In particular, pointers to code are the worst kind of pointers, because code is the most intertwined data of your program, and a pointer to a single block of code basically points to the entire code base. When an object points to an old function, and the function was redefined, and the system keeps the old definition around, you may easily get a call sequence with both the new function and the old function, which is probably ridiculous. And if you make the old object point to the new function, the function might simply fail to work with that object, and you just can't tell whether it will work or not without running it, remember?

For example, Python is a good interactive calculator, because arithmetic expressions are self-contained. Even if they do contain references to variables, it's fairly clear what happens when you change a variable – all expressions mentioning it will now recompute differently. Note that arithmetic expressions aren't Turing-complete and can't have cyclic references. Now, if you use Python's object-oriented features, then you have objects which point to their class definition which is a bunch of code pointers, and now when you reload the module defining the class, what good are your old objects?

This is why I don't believe in Numeric Python. The whole point of using Python is to use its pointer-happy features, like classes and hairy data structures and dynamically defined functions and stuff. Numeric programming of the kind you do in Matlab tends to use flat, simple objects, which has the nice side-effect of making interactive programming work very well. If you use a numeric library inside a pointer-happy language like Python, quite soon the other libraries you use will make interactive programming annoying. So you'll either move to batch programming or suffer in denial like the die-hard Python weenie you are. Someone using Matlab will be better off, since interactive programming is more productive than batch programming, when it works well.
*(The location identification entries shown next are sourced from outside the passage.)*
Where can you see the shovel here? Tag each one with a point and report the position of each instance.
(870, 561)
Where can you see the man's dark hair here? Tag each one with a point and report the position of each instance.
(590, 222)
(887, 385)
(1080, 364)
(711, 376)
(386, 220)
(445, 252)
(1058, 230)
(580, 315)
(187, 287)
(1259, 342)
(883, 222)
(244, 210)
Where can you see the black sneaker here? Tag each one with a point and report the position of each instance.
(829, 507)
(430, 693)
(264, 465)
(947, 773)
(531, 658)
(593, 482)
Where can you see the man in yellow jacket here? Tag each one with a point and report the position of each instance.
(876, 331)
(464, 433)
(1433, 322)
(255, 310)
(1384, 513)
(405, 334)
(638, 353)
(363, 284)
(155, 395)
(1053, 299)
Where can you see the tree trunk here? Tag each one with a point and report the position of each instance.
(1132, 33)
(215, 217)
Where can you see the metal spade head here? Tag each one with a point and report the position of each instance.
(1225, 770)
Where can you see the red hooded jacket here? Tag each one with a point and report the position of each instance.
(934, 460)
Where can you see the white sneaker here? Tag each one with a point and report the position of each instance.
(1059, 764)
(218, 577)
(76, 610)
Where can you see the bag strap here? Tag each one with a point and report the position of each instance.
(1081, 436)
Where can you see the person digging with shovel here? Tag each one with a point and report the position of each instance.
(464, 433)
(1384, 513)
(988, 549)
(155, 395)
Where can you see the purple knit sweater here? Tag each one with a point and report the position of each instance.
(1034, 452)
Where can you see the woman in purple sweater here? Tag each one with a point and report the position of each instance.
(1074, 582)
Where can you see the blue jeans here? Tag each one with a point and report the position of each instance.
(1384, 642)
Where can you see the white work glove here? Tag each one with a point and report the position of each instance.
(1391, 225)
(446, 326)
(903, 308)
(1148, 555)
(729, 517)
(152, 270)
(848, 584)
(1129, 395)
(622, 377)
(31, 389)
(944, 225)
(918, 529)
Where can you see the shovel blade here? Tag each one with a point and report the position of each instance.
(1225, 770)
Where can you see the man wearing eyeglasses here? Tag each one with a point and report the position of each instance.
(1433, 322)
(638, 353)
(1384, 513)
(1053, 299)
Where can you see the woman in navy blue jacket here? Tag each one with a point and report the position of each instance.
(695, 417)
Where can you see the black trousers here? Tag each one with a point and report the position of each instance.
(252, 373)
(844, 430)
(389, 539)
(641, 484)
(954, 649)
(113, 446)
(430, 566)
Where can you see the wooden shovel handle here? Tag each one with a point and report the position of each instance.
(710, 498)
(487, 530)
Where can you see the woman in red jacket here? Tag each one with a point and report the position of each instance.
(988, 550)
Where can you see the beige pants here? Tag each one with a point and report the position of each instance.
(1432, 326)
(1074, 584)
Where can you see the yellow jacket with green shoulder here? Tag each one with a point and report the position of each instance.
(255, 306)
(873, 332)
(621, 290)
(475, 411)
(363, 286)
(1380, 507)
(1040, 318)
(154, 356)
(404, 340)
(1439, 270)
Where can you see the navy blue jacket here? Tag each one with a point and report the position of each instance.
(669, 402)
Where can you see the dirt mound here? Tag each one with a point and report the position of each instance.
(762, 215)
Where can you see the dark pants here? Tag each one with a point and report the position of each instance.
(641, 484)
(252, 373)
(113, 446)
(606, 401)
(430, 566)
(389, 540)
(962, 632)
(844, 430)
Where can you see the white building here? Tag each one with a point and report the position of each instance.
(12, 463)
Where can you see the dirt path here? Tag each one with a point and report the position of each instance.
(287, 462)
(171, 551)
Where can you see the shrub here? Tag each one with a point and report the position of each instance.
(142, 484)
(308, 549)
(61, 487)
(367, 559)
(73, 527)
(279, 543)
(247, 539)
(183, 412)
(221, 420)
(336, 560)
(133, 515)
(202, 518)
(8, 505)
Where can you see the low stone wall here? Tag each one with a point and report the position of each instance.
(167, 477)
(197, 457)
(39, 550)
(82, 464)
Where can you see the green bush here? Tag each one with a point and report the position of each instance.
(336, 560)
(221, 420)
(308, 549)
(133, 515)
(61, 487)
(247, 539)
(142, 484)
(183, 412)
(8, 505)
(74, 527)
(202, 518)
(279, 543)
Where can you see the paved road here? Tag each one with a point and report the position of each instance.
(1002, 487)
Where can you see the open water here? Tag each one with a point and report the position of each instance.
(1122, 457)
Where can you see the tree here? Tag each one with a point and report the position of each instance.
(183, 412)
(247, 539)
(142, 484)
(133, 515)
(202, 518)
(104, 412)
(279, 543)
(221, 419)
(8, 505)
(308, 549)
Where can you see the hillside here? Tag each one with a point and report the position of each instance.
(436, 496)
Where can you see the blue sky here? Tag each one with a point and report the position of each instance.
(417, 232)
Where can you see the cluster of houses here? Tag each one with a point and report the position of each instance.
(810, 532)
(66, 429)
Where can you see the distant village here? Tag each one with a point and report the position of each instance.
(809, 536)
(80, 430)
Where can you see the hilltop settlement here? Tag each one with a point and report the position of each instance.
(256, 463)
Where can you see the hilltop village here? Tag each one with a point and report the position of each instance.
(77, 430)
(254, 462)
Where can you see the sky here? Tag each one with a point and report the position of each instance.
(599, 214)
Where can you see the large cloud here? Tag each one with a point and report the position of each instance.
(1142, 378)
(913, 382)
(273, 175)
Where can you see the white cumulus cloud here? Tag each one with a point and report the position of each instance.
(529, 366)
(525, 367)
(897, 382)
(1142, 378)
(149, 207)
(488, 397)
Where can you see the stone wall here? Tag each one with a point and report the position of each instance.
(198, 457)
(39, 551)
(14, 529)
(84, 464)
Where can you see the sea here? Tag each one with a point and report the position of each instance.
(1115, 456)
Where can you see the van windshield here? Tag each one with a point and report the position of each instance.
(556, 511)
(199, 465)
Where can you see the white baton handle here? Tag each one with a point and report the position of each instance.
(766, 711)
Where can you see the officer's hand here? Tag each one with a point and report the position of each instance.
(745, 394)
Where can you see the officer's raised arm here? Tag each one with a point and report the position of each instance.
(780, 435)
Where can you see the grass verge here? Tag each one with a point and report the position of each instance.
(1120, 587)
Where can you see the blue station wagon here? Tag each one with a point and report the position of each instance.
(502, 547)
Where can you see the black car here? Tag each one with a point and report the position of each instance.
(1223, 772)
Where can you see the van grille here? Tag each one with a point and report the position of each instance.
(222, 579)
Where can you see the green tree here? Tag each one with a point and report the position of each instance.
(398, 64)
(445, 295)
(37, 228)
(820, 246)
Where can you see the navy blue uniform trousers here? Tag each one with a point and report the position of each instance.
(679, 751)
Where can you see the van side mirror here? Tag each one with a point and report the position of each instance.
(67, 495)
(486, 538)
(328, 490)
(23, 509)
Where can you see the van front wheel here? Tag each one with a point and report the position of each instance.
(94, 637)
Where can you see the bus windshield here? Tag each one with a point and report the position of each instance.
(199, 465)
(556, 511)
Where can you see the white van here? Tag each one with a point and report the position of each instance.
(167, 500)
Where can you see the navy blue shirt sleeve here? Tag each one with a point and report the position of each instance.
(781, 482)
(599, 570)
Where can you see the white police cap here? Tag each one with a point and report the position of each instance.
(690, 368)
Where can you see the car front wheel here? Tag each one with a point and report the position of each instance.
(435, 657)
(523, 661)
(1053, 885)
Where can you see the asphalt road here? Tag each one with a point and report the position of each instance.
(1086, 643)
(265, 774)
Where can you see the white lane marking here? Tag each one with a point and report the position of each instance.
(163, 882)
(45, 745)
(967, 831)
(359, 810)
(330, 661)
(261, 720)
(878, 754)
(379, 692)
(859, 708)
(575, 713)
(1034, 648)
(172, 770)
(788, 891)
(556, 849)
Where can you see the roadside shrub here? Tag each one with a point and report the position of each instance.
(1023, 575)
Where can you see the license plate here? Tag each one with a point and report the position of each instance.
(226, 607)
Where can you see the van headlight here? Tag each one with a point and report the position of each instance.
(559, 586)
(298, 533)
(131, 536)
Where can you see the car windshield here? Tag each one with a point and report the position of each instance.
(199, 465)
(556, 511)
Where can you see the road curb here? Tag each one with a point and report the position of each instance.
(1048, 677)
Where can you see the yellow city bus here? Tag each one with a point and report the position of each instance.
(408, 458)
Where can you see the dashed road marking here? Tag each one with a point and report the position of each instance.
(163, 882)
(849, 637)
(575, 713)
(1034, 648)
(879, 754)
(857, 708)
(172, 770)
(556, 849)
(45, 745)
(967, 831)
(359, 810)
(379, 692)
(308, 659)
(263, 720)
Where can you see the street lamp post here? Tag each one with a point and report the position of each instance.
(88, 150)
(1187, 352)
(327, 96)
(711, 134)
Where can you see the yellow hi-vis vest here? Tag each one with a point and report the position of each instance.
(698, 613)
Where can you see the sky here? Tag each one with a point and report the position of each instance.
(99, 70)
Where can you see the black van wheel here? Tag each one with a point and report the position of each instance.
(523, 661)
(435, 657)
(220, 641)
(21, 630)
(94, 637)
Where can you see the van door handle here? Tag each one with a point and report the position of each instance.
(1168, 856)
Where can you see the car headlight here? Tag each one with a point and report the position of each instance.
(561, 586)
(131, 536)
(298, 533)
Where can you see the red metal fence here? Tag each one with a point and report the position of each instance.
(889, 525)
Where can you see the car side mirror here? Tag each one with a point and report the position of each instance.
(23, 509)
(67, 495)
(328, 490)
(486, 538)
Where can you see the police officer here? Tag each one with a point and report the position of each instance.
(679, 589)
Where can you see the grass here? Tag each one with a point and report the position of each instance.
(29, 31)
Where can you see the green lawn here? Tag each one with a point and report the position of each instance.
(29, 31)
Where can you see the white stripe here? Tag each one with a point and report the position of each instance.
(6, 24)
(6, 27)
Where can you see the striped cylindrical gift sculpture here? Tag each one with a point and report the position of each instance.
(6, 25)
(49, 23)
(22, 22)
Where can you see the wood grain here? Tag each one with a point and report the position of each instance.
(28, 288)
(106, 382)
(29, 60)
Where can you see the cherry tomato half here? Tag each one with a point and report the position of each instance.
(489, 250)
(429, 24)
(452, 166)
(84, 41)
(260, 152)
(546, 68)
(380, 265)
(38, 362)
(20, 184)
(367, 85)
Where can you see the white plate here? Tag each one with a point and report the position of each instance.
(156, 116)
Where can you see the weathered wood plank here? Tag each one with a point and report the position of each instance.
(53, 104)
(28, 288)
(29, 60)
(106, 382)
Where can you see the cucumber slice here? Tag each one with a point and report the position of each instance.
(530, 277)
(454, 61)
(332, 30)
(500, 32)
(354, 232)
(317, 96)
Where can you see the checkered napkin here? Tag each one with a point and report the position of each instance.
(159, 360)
So at the bottom line, I think that interactive programming has limited applicability, since "general-purpose" programming environments pretty much have to be pointer-happy. That is, if a language doesn't make it very easy to create a huge intertwined mess of code and data pointers, I don't see how it can be usable outside of a fairly restricted domain. And even in the "flat" environments like Matlab or Unix, while old data objects can be useful, old commands are, and ought to be, a two-edged sword. Because they are code, and code is never self-contained and thus has a great potential to do the wrong thing when applied in a new context.

This whole claim is one of those things I'm not quite sure about. From my experience, it took me quite some time to realize which interactive features help me and which get in the way with each environment I tried. So I can't know what happens in Lisp or Smalltalk or Tcl or Excel or Emacs, in terms of (1) applicability to "general-purpose" tasks, (2) the amount of self-contained data compared to the kind with pointers, especially pointers to code and (3) the extent to which the thing is itchy and annoying at times. So comments are most welcome. In particular, if you know of an environment that, put simply, isn't more itchy than Matlab but isn't less general-purpose than Python, that would be very interesting.